But in metaphorical (architectural) sense, yeah, you can probably get rid of it and use different monadic datatypes for different parts of the program that access different pieces in the world.

However, I am not clear how you then combine/serialize those different monads. It seems eventually you will get something like IO monad again. I am not sure but I think there needs to be some master monad going on in all Haskell programs that (potentially) serializes all the actions to the outside world.

4 comments

There has to be an RTS interface. Right now this is "there exists a value called main in the Main module of type IO which the RTS magically understands". This is annoying because it moves so much of IO's reasoning into "RTS Magic".

There are better models of IO (some discussion here http://comonad.com/reader/2011/free-monads-for-less-3/) which essentially boil down to "bidirectional communication channel with a Real Machine" and these can provide a foothold for better semantics. Similar ideas drove the first "IO" based on input and output streams (but handles synchronization the way we need).

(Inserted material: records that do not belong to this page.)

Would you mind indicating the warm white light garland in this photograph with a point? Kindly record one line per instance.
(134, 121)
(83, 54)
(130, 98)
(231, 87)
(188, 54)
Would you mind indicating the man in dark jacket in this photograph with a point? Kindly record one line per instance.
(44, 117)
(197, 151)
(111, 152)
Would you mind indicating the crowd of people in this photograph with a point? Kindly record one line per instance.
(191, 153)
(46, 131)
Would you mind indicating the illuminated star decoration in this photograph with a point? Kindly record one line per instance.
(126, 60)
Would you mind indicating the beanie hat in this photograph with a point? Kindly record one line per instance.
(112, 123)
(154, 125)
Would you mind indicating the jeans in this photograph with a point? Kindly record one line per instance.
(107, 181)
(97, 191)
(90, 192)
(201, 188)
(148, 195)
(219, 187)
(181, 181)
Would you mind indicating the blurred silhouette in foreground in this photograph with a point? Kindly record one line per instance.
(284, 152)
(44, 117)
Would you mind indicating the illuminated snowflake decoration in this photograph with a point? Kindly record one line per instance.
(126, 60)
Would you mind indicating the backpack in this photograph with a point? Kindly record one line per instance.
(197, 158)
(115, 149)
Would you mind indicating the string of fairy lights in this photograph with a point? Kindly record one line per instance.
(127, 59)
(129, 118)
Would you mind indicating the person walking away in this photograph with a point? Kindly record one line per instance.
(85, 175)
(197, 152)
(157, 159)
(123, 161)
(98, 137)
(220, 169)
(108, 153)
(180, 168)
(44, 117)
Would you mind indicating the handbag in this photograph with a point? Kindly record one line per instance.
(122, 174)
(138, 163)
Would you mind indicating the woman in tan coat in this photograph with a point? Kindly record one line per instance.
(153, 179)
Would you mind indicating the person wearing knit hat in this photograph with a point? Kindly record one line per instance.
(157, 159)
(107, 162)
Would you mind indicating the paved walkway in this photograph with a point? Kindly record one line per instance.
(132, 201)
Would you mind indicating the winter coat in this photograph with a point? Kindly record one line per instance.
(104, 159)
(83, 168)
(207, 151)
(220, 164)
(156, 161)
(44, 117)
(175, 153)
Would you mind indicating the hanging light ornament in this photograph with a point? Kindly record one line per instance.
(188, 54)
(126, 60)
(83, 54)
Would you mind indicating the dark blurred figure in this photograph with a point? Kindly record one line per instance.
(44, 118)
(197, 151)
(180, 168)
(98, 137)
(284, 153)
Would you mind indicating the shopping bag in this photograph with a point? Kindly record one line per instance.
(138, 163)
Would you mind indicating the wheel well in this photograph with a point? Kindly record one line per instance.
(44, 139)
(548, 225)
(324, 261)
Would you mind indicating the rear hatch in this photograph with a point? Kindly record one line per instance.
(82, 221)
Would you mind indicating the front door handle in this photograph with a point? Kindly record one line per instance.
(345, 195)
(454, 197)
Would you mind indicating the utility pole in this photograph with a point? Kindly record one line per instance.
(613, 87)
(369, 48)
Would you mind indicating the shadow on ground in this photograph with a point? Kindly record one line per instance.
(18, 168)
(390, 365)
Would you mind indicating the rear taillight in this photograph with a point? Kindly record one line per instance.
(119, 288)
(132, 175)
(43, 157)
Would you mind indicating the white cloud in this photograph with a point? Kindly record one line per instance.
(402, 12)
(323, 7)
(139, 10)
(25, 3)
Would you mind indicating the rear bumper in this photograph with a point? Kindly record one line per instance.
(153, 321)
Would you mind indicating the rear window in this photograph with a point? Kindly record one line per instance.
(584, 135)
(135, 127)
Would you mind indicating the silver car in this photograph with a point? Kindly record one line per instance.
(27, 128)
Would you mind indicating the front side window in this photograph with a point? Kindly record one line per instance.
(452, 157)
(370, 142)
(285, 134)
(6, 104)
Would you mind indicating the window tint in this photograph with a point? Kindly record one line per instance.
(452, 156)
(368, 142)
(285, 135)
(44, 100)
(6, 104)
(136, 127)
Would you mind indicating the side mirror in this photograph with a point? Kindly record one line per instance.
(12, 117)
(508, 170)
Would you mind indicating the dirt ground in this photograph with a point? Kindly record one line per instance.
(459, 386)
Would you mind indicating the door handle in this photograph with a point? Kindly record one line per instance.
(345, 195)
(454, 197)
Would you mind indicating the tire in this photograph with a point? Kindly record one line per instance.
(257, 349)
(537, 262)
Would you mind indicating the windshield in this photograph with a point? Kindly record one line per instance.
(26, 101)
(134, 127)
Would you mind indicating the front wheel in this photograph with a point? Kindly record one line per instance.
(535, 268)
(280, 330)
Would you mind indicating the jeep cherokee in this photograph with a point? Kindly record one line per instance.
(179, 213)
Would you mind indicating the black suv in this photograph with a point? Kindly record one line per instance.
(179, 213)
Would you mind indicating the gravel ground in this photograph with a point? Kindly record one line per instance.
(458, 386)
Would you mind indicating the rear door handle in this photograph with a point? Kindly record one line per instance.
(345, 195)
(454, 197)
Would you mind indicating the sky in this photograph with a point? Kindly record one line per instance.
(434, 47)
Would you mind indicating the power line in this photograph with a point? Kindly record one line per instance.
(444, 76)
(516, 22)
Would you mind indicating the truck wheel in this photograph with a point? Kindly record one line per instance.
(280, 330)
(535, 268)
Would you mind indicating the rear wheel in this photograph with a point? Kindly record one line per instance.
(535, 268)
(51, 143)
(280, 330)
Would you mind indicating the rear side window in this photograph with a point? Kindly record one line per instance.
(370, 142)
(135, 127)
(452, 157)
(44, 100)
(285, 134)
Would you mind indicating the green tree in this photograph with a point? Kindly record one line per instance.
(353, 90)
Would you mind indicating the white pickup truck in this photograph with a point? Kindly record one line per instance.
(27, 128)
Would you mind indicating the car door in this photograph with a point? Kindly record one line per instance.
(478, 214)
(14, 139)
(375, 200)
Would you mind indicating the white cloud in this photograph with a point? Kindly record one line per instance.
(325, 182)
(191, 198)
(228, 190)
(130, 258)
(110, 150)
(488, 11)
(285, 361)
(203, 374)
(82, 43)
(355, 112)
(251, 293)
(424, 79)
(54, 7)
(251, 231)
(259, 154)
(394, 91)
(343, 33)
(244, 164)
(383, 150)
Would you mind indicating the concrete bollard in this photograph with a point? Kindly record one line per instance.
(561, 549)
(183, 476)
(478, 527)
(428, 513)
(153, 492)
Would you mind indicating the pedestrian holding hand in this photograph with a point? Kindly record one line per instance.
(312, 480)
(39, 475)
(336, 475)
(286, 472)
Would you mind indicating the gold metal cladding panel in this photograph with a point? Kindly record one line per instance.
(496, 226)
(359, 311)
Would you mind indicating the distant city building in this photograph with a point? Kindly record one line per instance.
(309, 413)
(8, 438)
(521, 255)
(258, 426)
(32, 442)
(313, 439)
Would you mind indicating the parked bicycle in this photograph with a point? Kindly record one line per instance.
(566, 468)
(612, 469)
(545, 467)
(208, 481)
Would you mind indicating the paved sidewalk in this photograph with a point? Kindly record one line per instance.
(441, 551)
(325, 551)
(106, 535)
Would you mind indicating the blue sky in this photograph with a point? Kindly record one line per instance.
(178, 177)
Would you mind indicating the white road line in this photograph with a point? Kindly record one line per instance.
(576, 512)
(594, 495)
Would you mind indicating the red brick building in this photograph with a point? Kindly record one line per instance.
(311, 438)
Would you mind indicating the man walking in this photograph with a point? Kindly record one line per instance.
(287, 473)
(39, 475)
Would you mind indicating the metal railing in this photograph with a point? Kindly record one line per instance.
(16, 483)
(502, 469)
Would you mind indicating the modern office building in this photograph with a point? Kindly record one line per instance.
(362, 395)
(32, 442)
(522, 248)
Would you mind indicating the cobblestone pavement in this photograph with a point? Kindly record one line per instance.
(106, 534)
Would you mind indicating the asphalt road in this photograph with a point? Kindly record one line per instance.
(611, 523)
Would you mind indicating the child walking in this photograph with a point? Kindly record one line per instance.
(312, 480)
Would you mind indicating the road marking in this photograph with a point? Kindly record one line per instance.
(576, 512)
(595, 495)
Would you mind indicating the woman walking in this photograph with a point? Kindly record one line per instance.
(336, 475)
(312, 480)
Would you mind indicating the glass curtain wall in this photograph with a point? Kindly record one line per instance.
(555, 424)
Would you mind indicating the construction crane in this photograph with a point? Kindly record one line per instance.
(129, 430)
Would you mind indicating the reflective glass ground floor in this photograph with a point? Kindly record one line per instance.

There's also chance for other ideas of RTS. For instance, we might embed 99% of Haskell into a real-time RTS and have real world interaction be governed by something like FRP.

The article is about writing your real-word facing code in another monad, and only at an execution layer binding that monad to IO.
You can build IO from other things; you can't build other things from IO (because you can't inspect IO).
Haskell had a different system for IO before the IO monad existed, so it's not _strictly_ necessary.
Yeah, but that system sucked. You essentially sent commands to an external interpreter to do I/O. Simon Peyton Jones calls it "embarassing" in Coders At Work.